ArtistMus: A Globally Diverse, Artist-Centric Benchmark for Retrieval-Augmented Music Question Answering
Proceedings of the Fifteenth Language Resources and Evaluation Conference (LREC 2026)
Abstract
Recent advances in Large Language Models (LLMs) have transformed open-domain question answering, yet their effectiveness in music-related reasoning remains limited due to sparse music knowledge in pretraining data. While music information retrieval and computational musicology have explored structured and multimodal understanding, few resources support factual and contextual music question answering (MQA) grounded in artist metadata or historical context. We introduce MusWikiDB, a vector database of 3.2M passages from 144K music-related Wikipedia pages, and ArtistMus, a benchmark of 1,000 questions on 500 diverse artists with metadata such as genre, debut year, and topic.
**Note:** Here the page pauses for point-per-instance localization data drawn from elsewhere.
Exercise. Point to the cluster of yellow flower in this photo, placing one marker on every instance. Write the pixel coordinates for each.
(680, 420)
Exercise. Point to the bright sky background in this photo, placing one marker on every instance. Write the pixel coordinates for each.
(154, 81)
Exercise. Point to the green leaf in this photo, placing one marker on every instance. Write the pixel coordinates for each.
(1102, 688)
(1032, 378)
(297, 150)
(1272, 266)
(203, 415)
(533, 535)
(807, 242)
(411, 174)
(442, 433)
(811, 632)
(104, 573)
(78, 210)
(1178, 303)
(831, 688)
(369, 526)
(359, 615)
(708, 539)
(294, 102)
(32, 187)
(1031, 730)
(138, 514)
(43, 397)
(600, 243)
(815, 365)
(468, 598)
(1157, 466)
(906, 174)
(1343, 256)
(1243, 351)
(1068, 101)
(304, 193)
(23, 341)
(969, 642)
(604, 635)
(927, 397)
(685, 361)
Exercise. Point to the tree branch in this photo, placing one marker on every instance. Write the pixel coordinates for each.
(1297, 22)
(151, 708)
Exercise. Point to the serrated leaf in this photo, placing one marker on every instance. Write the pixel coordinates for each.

These resources enable systematic evaluation of retrieval augmented generation (RAG) for MQA. Experiments show that RAG markedly improves factual accuracy—open-source models gain up to +56.8 percentage points (pp; Qwen3 8B: 35.0→91.8), approaching proprietary performance. RAG-style fine-tuning further boosts both factual recall and contextual reasoning, yielding strong improvements on both in-domain and out-of-domain benchmarks. MusWikiDB also yields +6 pp higher accuracy and 67% faster retrieval than the general Wikipedia corpus. We release MusWikiDB and ArtistMus to advance research in music information retrieval and domain-specific QA, establishing a foundation for retrieval augmented reasoning in culturally rich domains such as music.